Le 1er mars, nous touchâmes enfin à cette frontière désirée de la zone torride. Le divorce avec la vieille Europe était consommé. Il n’y avait plus que trois cent soixante milles à parcourir jusqu’à Sombrero, et nous faisions en moyenne trois cents milles par jour. Les signes précurseurs d’autres rivages se pressaient autour de nous. Nous avions rencontré la veille ces amas de fucus qui jadis avaient épouvanté les compagnons de Colomb, et qu’on a nommés depuis les « raisins du tropique. » Les oiseaux des îles voisines traversaient par troupes le ciel bleu, non sans se poser un moment sur les hautes vergues. Des milliers de poissons volans rasaient le flot comme des hirondelles, l’effleurant de distance en distance pour y retremper leurs ailes noires déployées en éventail. La chaleur était loin d’être excessive ; elle ne ressemblait en rien à la canicule sèche et étouffante de nos étés : l’air ambiant était tiède et frais à la fois, on s’y sentait complètement vivre ; tous les petits malaises, toutes les inquiétudes irritantes de nos climats avaient disparu.

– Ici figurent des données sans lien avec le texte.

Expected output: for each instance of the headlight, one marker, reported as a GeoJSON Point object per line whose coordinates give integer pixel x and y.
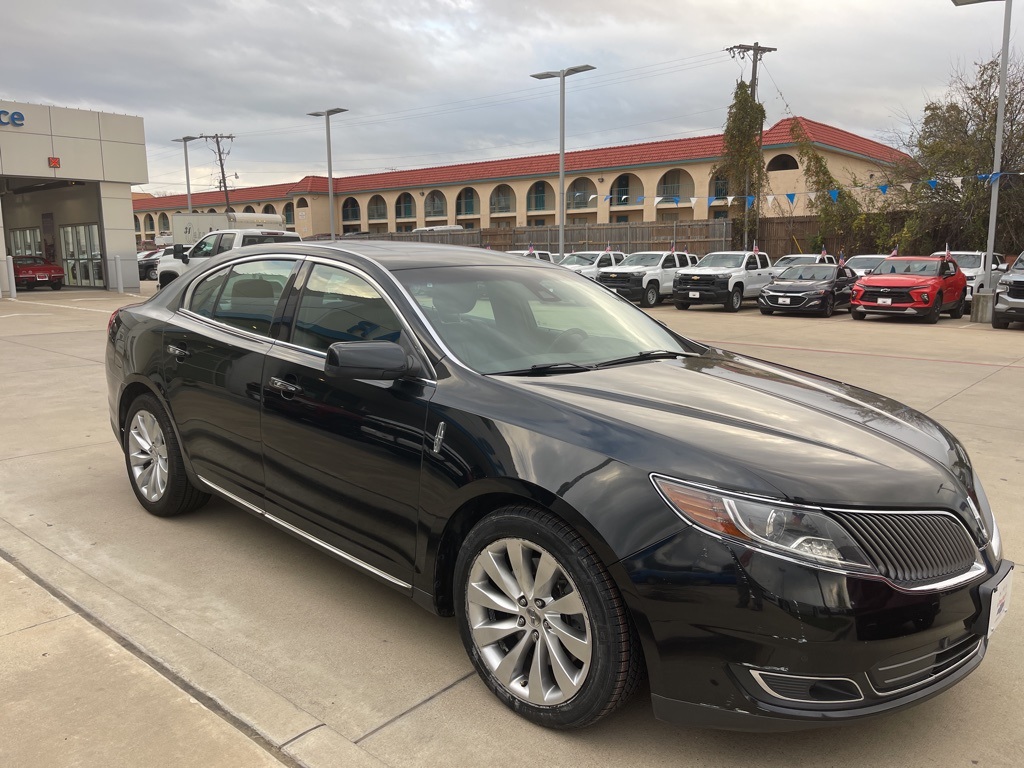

Le soir, il y eut bal

  1. A bord d’un steamer anglais, on ne peut guère se servir que des longitudes anglaises ; mais il serait bien à désirer qu’en attendant l’uniformité des poids et mesures, les nations qui lèvent des cartes s’entendissent enfin pour n’avoir qu’un même méridien, dût-on laisser à l’observatoire de Greenwich le privilège dont il est si jaloux, et que d’ailleurs, toute autre considération écartée, le seul nom de Newton lui mériterait.